Erich Kleinschuster, 1973

ORF

Ö1 Jazznacht

"Keks" revisited

Wiederentdeckung der einst für den ORF produzierten Musik des Erich Kleinschuster Sextetts in der "Ö1 Jazznacht".

Er war in den späten 1960er und 1970er Jahren für viele in Österreich das Gesicht des Jazz schlechthin. Und darüber hinaus eine szeneprägende Figur, deren Taten als Posaunist, Orchesterleiter, Pädagoge und Impulsgeber bis heute nachwirken: Erich Kleinschuster (1930–2018), der Mann, der von Freund:innen schlicht Keks genannt wurde, der indessen nach außen hin seinem Namen gern den mittels Jusstudium erworbenen Doktortitel voranstellte - in der Nachkriegszeit ein Signal der Seriosität an jene skeptischen Zeitgenoss:innen, die im Jazz noch immer anrüchige "Urwaldmusik" sahen.

Nachdem in seiner Heimatstadt Graz im Jänner 1965 die Pioniertat der Einrichtung einer Jazzabteilung an der dortigen Musikakademie erfolgt war, initiierte Erich Kleinschuster 1968 analog einen Jazzbereich am damaligen Konservatorium (der heutigen Musik und Kunst Privatuniversität) der Stadt Wien. Als Leiter der Abteilung Unterhaltungsmusik war Kleinschuster zudem eine der treibenden Kräfte in Sachen Jazz im 1967 reformierten ORF: Er gründete 1971 die ORF-Big-Band, leitete diese ein Jahrzehnt lang und verschaffte so dem Jazz in Österreich bis dato enorme mediale Präsenz.

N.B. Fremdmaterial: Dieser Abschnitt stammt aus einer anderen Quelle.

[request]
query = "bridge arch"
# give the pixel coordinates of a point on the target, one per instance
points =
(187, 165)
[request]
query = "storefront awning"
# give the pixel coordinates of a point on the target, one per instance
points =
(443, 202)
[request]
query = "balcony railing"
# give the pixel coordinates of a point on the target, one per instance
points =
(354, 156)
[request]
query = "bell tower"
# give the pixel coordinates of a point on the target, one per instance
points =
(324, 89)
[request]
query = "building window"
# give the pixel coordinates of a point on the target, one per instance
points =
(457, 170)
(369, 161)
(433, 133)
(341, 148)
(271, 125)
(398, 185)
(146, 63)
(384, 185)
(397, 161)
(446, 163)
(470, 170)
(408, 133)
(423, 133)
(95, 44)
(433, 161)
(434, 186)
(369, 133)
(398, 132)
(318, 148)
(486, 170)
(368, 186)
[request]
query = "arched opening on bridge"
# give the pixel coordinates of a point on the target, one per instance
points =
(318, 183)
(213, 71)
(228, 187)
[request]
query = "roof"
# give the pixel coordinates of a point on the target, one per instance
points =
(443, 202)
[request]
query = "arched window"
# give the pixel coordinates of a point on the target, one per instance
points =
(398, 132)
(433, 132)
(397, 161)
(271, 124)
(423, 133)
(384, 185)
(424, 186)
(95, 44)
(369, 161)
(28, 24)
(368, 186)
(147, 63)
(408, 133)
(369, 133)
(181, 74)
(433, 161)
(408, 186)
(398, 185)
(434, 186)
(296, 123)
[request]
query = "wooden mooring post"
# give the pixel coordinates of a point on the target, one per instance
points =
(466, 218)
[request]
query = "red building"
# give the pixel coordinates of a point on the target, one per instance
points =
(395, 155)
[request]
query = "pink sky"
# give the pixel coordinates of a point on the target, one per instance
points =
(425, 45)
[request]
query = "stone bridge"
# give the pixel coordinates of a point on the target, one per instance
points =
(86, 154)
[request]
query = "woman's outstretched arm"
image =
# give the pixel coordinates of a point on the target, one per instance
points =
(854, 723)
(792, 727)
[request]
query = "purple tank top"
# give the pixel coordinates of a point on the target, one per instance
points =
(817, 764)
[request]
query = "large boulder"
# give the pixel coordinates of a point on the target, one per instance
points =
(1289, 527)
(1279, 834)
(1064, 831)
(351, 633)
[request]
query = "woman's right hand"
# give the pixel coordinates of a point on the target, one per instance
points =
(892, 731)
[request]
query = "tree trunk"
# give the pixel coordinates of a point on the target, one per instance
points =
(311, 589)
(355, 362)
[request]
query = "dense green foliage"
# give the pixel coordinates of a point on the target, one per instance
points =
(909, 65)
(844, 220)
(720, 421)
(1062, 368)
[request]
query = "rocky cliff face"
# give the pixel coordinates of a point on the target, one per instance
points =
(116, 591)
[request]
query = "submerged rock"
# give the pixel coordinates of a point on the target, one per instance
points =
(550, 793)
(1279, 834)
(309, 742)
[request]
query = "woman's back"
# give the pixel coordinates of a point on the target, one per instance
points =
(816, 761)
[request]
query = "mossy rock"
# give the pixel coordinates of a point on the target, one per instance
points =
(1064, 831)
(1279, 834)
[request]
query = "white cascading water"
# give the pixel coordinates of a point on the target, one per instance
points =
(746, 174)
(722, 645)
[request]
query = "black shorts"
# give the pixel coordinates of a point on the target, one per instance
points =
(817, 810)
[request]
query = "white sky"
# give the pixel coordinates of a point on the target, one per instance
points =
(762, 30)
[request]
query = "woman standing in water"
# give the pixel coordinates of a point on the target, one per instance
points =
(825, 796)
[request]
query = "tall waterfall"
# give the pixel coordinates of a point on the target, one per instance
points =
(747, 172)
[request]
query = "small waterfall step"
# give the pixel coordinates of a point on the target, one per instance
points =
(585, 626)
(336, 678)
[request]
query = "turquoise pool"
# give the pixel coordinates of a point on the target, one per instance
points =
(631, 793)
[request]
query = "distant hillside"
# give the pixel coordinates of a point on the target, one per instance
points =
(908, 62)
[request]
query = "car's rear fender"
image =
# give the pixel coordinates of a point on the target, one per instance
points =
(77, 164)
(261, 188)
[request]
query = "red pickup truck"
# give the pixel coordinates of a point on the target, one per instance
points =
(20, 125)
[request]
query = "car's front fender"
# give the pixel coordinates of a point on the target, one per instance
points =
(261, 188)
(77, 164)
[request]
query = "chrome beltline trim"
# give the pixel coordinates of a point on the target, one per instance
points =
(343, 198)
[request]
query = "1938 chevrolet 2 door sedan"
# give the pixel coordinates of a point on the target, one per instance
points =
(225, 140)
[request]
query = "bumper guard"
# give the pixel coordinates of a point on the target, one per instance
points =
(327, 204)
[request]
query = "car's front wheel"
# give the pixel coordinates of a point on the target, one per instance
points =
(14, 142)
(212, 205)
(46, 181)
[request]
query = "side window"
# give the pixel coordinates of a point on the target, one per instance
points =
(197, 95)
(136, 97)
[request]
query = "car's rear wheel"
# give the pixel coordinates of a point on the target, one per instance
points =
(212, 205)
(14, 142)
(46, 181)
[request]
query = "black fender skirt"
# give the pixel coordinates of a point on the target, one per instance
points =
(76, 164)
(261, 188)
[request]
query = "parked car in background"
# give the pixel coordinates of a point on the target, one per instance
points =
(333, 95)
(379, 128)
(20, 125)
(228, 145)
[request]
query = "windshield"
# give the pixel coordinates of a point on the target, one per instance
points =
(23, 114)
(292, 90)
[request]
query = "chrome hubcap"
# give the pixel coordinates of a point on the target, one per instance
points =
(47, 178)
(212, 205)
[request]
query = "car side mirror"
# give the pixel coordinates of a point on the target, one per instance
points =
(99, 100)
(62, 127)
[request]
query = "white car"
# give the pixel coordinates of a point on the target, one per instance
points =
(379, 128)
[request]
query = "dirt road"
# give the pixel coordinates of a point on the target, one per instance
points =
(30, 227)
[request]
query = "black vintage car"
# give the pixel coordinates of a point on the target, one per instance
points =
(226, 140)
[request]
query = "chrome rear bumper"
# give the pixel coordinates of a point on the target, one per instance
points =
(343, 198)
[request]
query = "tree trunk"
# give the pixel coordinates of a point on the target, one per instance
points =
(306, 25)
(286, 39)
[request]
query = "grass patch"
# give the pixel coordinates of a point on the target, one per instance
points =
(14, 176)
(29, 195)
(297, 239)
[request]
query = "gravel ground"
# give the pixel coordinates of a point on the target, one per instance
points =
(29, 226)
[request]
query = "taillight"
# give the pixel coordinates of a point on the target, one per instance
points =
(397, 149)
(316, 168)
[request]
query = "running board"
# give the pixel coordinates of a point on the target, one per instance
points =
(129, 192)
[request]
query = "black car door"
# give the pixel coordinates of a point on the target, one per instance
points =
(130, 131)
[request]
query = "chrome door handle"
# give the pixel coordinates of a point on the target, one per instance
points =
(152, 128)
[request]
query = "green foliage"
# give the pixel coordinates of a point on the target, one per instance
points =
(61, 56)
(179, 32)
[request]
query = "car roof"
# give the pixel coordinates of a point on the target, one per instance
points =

Aushängeschild des heimischen Jazz

Als Nukleus der ORF-Big-Band fungierte phasenweise das berühmte Erich Kleinschuster Sextett, das der Posaunist 1966 mit zwei Grazer Weggefährten - dem Pianisten Harald Neuwirth und dem Schlagzeuger Erich Bachträgl - sowie drei Kollegen aus dem Orchester Johannes Fehring in Wien, dem Saxofonisten Hans Salomon, dem Trompeter Robert Politzer und dem Bassisten Rudolf Hansen, gegründet hatte. Ein All-Star-Ensemble, das in den folgenden circa 15 Jahren als Aushängeschild des heimischen Jazz fungierte und in dessen wechselnde Besetzung sich neben österreichischen Musikern wie dem Saxofonisten Karl Drewo, dem Pianisten Fritz Pauer und dem Gitarristen Harry Pepl auch US-Stars wie die Trompeter Art Farmer und Benny Bailey sowie der Bassist Jimmy Woode einreihten.

Durch seine Tätigkeit für den Rundfunk hatte Kleinschuster vor allem in den Jahren 1968 bis 1971 die Gelegenheit zu Radioaufnahmen mit seinem Sextett und renommierten internationalen Solist:innen: Die Sänger:innen Karin Krog und Mark Murphy, die Saxofonisten John Surman und Joe Henderson u. v. a. wurden nach Wien eingeladen, um in ein bis zwei Probentagen ihre Kompositionen zu erarbeiten. Im Anschluss wurde das Programm aufgenommen und in den Sendungen "Jazz mit Erich Kleinschuster" oder "Jazzprofile" vom neu geschaffenen Jugendsender Ö3 ausgestrahlt. Danach verschwand die Musik in den Tiefen des ORF-Archivs im Wiener Funkhaus.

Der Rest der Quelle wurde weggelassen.